Sekilas terdengar bijak, tapi sebenarnya itu lahir dari ketidaksadaran bahwa kitalah korban utama dari ketidakadilan PBB. Integrasionis bukan orang luar yang sedang ikut campur rumah tangga orang. Justru kita adalah pemilik sah tanah itu, yang memilih keluar dengan kesadaran penuh sebagai bentuk protes atas rekayasa PBB, menolak tunduk pada skenario mereka, dan sampai hari ini masih menanggung derita akibat ketidakadilan itu di tanah rantau.
Dengan menerima pandangan pragmatis itu, artinya kita diam menerima ketidakadilan. Diam menerima bahwa hak kita dirampas. Diam menerima bahwa PBB lebih memilih CNRT—yang dulu juga pelaku kekerasan—sebagai pewaris tunggal.
Kalau kita sudah mengakui Timor Leste, untuk apa dulu kita keluar? Lebih baik sejak awal kita tinggal di sana dan mendukung negara itu. Tetapi sejarah mencatat kita memilih meninggalkan karena menolak ketidakadilan. Itu pilihan sadar, bukan kebetulan.
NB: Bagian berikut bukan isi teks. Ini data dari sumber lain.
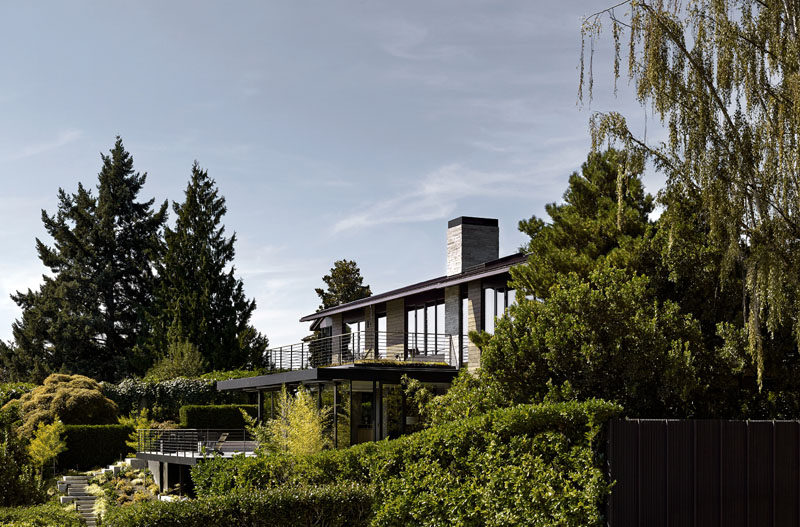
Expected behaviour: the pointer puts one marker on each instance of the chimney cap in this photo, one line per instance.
(469, 220)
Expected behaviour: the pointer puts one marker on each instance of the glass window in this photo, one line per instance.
(489, 309)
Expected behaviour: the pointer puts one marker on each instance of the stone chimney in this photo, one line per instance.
(471, 242)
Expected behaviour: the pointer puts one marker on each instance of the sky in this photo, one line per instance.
(348, 129)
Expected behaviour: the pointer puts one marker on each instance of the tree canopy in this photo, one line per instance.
(200, 300)
(88, 314)
(344, 284)
(722, 76)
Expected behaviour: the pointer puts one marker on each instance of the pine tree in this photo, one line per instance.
(200, 299)
(87, 316)
(344, 284)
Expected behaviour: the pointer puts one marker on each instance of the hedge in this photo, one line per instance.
(215, 416)
(164, 399)
(526, 465)
(90, 446)
(49, 514)
(337, 505)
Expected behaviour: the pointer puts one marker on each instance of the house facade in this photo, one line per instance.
(359, 353)
(361, 350)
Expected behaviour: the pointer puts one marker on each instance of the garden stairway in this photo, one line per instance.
(75, 489)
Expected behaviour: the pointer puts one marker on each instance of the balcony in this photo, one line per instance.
(194, 443)
(368, 348)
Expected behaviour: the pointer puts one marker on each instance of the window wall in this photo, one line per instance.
(495, 302)
(425, 327)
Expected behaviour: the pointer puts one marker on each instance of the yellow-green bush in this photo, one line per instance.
(73, 399)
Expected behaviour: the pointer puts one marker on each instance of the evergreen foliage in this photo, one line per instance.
(722, 78)
(88, 314)
(336, 505)
(200, 299)
(344, 284)
(526, 465)
(182, 360)
(72, 399)
(47, 444)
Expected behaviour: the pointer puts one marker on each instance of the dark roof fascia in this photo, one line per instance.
(390, 374)
(493, 268)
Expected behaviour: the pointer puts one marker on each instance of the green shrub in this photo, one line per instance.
(164, 399)
(333, 506)
(14, 390)
(215, 416)
(72, 399)
(525, 465)
(47, 515)
(90, 446)
(18, 482)
(224, 375)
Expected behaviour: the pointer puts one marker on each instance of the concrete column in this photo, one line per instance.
(474, 320)
(395, 329)
(452, 322)
(370, 329)
(336, 346)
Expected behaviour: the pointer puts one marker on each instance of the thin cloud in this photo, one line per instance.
(438, 195)
(64, 138)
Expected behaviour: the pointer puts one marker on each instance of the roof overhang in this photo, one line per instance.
(497, 267)
(387, 374)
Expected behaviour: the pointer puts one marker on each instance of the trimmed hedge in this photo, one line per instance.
(49, 514)
(90, 446)
(526, 465)
(215, 416)
(338, 505)
(164, 399)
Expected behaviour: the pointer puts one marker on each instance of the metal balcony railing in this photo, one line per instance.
(366, 346)
(185, 442)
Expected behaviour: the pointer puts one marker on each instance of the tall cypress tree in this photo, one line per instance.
(200, 299)
(87, 317)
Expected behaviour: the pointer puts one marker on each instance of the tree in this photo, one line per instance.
(200, 299)
(722, 77)
(607, 336)
(88, 314)
(604, 216)
(344, 284)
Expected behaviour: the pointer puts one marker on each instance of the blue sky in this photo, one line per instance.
(334, 129)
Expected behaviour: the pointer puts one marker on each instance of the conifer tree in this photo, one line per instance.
(88, 314)
(200, 300)
(344, 284)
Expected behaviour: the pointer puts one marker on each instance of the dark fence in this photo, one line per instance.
(704, 473)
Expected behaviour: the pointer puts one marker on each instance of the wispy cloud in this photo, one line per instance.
(64, 138)
(438, 195)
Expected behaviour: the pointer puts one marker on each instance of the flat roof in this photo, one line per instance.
(353, 372)
(495, 267)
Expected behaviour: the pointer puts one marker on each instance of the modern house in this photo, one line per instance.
(361, 350)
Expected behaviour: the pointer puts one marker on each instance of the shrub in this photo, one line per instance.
(333, 506)
(47, 443)
(183, 359)
(164, 399)
(14, 390)
(90, 446)
(18, 482)
(44, 515)
(215, 416)
(525, 465)
(72, 399)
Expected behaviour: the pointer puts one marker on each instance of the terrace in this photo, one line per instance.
(372, 348)
(193, 444)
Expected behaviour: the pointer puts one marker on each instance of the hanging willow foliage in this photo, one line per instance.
(723, 76)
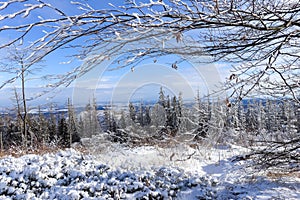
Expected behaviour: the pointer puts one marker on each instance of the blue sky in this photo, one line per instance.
(118, 85)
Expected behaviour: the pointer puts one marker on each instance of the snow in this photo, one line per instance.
(119, 172)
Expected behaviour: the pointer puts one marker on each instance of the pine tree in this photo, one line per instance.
(140, 118)
(147, 118)
(162, 98)
(132, 112)
(63, 132)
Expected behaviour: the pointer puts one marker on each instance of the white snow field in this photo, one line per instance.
(119, 172)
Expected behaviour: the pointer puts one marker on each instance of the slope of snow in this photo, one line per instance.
(138, 173)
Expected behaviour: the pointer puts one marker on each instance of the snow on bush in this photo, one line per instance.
(70, 175)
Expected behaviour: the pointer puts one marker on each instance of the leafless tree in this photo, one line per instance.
(259, 38)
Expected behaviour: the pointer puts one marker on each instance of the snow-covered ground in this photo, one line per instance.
(118, 172)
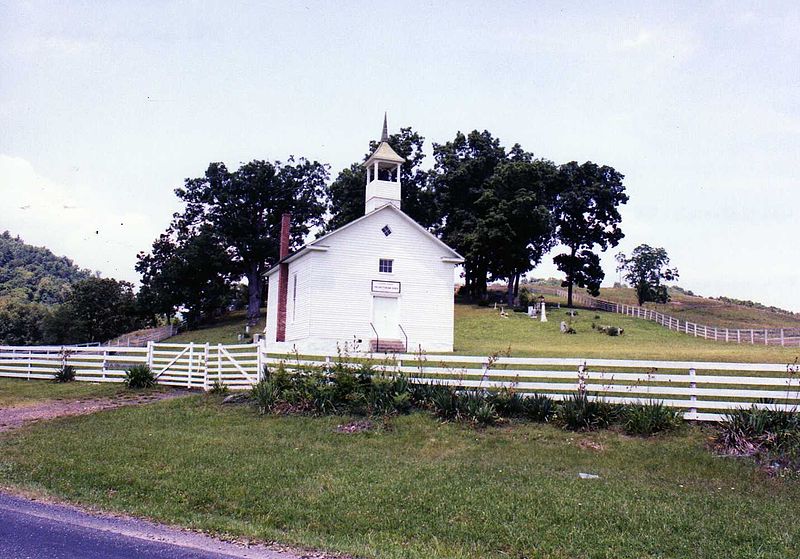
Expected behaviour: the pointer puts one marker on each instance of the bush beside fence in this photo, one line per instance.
(702, 391)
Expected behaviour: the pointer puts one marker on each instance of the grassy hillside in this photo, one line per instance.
(223, 331)
(708, 311)
(481, 331)
(414, 488)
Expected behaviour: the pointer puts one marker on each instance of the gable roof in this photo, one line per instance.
(319, 246)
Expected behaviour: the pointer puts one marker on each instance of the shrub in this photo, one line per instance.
(64, 374)
(139, 376)
(444, 401)
(219, 388)
(579, 412)
(755, 430)
(265, 395)
(507, 402)
(650, 418)
(474, 406)
(539, 408)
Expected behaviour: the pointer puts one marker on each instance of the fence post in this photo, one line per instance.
(205, 367)
(150, 354)
(693, 395)
(259, 361)
(191, 363)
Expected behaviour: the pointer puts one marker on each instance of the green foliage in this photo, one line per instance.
(188, 270)
(65, 373)
(218, 388)
(650, 418)
(771, 434)
(644, 270)
(21, 322)
(539, 408)
(587, 215)
(508, 402)
(139, 376)
(579, 412)
(265, 395)
(30, 274)
(242, 209)
(96, 310)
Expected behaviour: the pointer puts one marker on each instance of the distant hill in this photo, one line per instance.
(35, 274)
(723, 312)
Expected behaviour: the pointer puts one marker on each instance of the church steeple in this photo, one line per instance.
(383, 174)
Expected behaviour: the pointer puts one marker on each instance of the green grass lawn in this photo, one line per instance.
(480, 331)
(707, 311)
(223, 331)
(417, 488)
(19, 392)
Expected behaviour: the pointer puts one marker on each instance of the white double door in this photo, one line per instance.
(386, 317)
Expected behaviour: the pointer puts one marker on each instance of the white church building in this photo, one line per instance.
(381, 283)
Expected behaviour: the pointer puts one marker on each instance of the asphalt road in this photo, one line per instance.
(37, 530)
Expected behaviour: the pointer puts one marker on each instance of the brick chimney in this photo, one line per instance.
(283, 278)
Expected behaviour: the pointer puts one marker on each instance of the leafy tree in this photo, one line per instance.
(587, 216)
(645, 270)
(463, 168)
(96, 310)
(21, 322)
(516, 226)
(191, 271)
(34, 274)
(347, 192)
(243, 209)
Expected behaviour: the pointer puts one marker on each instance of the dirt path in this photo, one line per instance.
(15, 417)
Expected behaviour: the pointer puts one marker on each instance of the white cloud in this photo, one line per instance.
(71, 221)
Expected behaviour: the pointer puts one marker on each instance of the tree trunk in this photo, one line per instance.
(570, 278)
(510, 291)
(254, 289)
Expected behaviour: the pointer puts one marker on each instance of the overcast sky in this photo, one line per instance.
(106, 107)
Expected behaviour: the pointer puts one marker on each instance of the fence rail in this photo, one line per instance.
(704, 391)
(786, 337)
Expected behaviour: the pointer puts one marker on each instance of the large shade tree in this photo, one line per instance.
(243, 210)
(462, 171)
(515, 225)
(96, 310)
(644, 270)
(587, 217)
(348, 191)
(185, 271)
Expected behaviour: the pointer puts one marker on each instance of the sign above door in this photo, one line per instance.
(389, 287)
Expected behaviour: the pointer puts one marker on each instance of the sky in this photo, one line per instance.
(106, 107)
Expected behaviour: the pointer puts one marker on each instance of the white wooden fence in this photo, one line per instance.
(704, 391)
(788, 337)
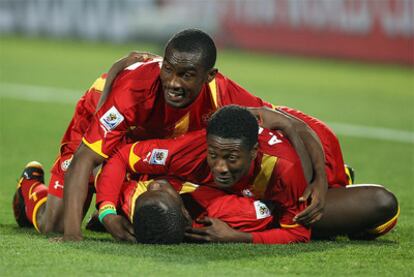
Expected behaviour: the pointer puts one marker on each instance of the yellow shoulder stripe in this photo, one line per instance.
(188, 188)
(133, 159)
(213, 91)
(95, 147)
(181, 127)
(99, 84)
(287, 226)
(263, 177)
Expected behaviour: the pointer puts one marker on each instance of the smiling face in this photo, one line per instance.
(183, 76)
(229, 160)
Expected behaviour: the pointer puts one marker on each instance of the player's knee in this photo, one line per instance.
(385, 202)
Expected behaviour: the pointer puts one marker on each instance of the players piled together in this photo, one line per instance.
(177, 152)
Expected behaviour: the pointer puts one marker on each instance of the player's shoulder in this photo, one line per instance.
(140, 76)
(273, 143)
(136, 86)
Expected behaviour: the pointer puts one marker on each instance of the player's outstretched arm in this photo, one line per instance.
(76, 189)
(293, 127)
(118, 66)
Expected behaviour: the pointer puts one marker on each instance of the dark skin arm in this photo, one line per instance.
(85, 160)
(120, 65)
(76, 189)
(318, 186)
(216, 230)
(119, 227)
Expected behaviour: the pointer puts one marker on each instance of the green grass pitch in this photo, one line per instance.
(345, 92)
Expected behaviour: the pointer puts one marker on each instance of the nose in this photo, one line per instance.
(220, 167)
(174, 82)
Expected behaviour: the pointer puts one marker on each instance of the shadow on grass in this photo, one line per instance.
(102, 244)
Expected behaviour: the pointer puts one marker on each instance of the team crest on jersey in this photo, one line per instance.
(159, 156)
(65, 164)
(262, 211)
(111, 119)
(247, 193)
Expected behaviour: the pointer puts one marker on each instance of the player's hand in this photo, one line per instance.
(119, 227)
(72, 237)
(216, 230)
(316, 191)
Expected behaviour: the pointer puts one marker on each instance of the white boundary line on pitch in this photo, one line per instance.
(70, 96)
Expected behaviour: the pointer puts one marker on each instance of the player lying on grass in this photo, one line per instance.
(251, 168)
(147, 100)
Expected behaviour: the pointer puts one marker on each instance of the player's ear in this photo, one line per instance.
(253, 152)
(211, 74)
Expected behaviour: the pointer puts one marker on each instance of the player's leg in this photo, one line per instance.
(359, 211)
(30, 196)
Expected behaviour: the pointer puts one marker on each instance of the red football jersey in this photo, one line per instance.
(136, 110)
(275, 175)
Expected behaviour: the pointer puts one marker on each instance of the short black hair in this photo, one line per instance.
(193, 41)
(158, 222)
(234, 122)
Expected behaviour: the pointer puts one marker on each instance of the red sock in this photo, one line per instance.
(35, 195)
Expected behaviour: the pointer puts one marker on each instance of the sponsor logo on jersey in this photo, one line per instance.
(65, 164)
(111, 119)
(247, 193)
(262, 211)
(159, 156)
(57, 185)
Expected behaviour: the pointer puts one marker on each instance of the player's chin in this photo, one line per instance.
(178, 102)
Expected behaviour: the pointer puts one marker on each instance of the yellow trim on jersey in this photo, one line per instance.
(33, 195)
(36, 208)
(99, 84)
(348, 174)
(380, 229)
(140, 188)
(213, 90)
(95, 147)
(95, 180)
(133, 159)
(181, 127)
(287, 226)
(188, 187)
(262, 179)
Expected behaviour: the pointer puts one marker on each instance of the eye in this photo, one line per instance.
(233, 158)
(188, 75)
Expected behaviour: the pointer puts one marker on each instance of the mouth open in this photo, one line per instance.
(223, 180)
(175, 95)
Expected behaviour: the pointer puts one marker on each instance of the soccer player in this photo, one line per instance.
(157, 100)
(39, 206)
(360, 211)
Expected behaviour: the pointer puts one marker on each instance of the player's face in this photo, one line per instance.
(182, 77)
(229, 160)
(168, 192)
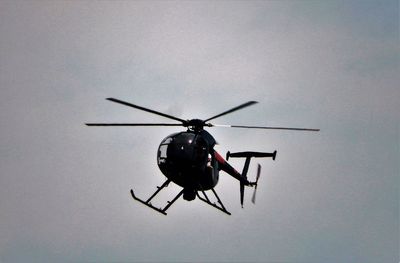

Maka yang salah bukan sikap kita, melainkan PBB yang merampas hak kita. Kalau hari ini ada Integrasionis yang merasa “cukup jadi penonton,” itu bukan realisme, melainkan kelelahan yang membuat lupa: kita bukan tamu di tanah itu, kita korban yang disingkirkan.
Karena itu, perjuangan bukan soal ikut campur urusan orang, tetapi soal menuntut keadilan di forum internasional. Dan keadilan itu tidak akan pernah datang jika kita sendiri sudah mengaku kalah dengan diam.